5. The ball is caught by Fuji
To complete Hakugei, the ball must bounce back to the opposite side of the court and is caught by Fuji. Now considering that the ball has lost a lot of horizontal momentum when it hit the ground (in the battle between pr and p), it’s hard to believe that Hakugei could have enough force to return to Fuji all by itself. Therefore, Fuji cannot rely on the tennis ball itself to come back to him. Instead, he has to rely on another force: the wind.
How strong does the wind need to be to carry Hakugei all the way back to Fuji? Well, I honestly have no idea. Tennis balls are unexpectedly heavy, so I think it must be pretty strong, but I can’t say if it could reliably happen in your average tennis match. So, even though Hakugei should be physically possible, the wind factor makes it hard to use in an actual match.

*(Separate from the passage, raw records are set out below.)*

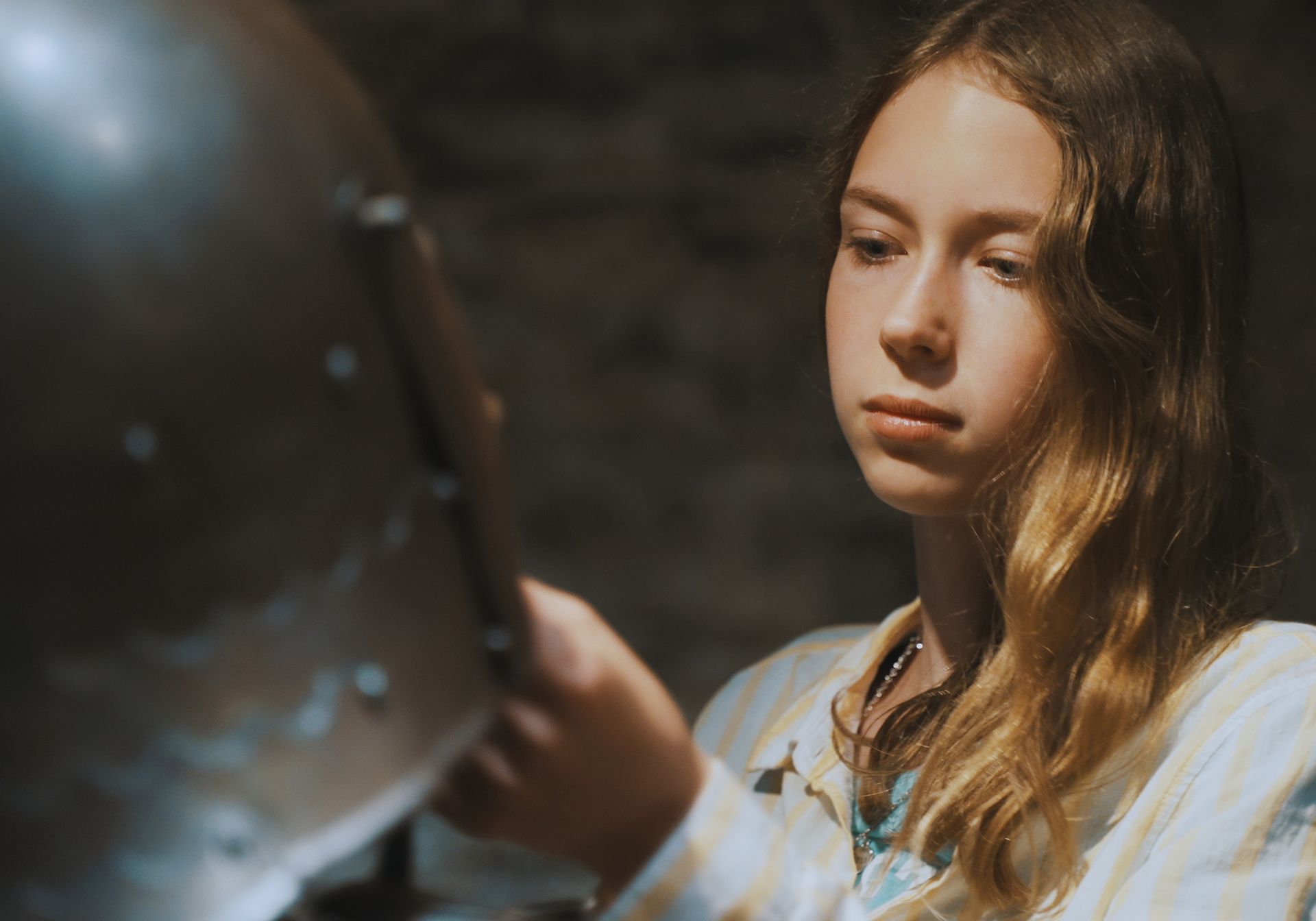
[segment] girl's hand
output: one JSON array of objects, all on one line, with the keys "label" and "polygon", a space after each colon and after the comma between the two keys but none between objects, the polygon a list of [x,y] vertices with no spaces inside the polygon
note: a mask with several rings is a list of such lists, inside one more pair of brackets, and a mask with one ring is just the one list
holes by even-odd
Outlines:
[{"label": "girl's hand", "polygon": [[459,829],[583,863],[620,889],[694,804],[707,772],[675,701],[583,599],[521,576],[532,678],[446,774]]}]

In conclusion, ladies and gentlemen, this is why Hakugei is not only totally badass but also obeys the law of physics. If you read all the way here, thank you; you’re brilliant, and I hope my explanations didn’t give you too much trouble. I have no idea why I was insane enough to write this. However, I hope now you appreciate Fuji’s Hakugei as much as I do. After all, it takes a certain kind of person to be a Badass Normal in a world of Ten’imuhou no Kiwamis, Devil Modes, and Pirates of the World--and Fuji Shuusuke may just be the right genius to pull it off.
————————
[1] The reality is more complex than that, of course, involving air pressure inside the ball and such, but it’s not quite necessary to discuss that to understand Hakugei.
[2] There are a lot of other things going on here, especially with friction, which helps turns the ball’s point of contact with the court into a ‘pivot’ for pr’s momentum. There are also things going on with the air pressure inside the ball, which affects the length of time the ball stays in contact with the court and may further help pr overpower p.
[3] Theoretically, hitting a Hakugei with a racket should require a greater spin than throwing a backspin ball by hand. This is because the ball needs to travel further from the racket, against a strong headwind, not to mention other things that will reduce its spin such as air resistance.
[4] Hakuryuu probably works with similar principles, but with an angled backspin/topspin, depending on the situation. If I had to guess, I’d say Twist Serve works the same way, too. However, I still reserve judgement on whether Hakuryuu is physically possible.